Nearby drifters envied his imagined score and Johnny walked toward 42nd Street. Times Square was shuttering for the night. Entering ShowWorld his nose reeled from the smell of pine oil used to clean the viewing cubicles. The elderly clerk passed his guitar from behind the counter.
“More than you can imagine.” Johnny left the porno emporium and spotted Frankie across the avenue. The young boy was begging for a handout under a movie marquee promoting THE DEVIL IN MRS. JONES. Tonight his helplessness was no act.

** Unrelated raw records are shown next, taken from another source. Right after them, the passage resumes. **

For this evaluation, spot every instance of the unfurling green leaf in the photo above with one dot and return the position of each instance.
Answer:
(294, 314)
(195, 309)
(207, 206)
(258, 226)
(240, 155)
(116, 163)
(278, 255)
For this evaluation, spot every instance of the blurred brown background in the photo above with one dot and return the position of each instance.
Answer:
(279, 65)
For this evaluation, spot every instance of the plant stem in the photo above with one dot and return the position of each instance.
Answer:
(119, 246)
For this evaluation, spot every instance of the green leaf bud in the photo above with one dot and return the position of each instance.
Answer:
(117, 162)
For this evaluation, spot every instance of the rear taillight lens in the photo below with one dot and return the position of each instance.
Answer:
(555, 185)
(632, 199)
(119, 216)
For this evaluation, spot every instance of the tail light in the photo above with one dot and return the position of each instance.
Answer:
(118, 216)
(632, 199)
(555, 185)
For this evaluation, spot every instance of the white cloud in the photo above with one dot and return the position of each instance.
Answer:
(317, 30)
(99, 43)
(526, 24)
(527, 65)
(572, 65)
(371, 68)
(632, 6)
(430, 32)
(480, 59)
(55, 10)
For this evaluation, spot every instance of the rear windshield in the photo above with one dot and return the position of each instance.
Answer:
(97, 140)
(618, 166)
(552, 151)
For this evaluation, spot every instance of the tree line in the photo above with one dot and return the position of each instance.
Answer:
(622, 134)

No one on the Strip owed anyone favors and Johnny could walk away from Frankie without a twinge of guilt, instead he shouted out to the drummer, who lifted his head like a dog hearing its master’s whistle. Frankie ran across the avenue and said, “I thought you had ditched out on me.”
“Would I do that?” Johnny slipped him $20.
“My prayers are answered. I love you.” The young boy stamped his feet on the pavement.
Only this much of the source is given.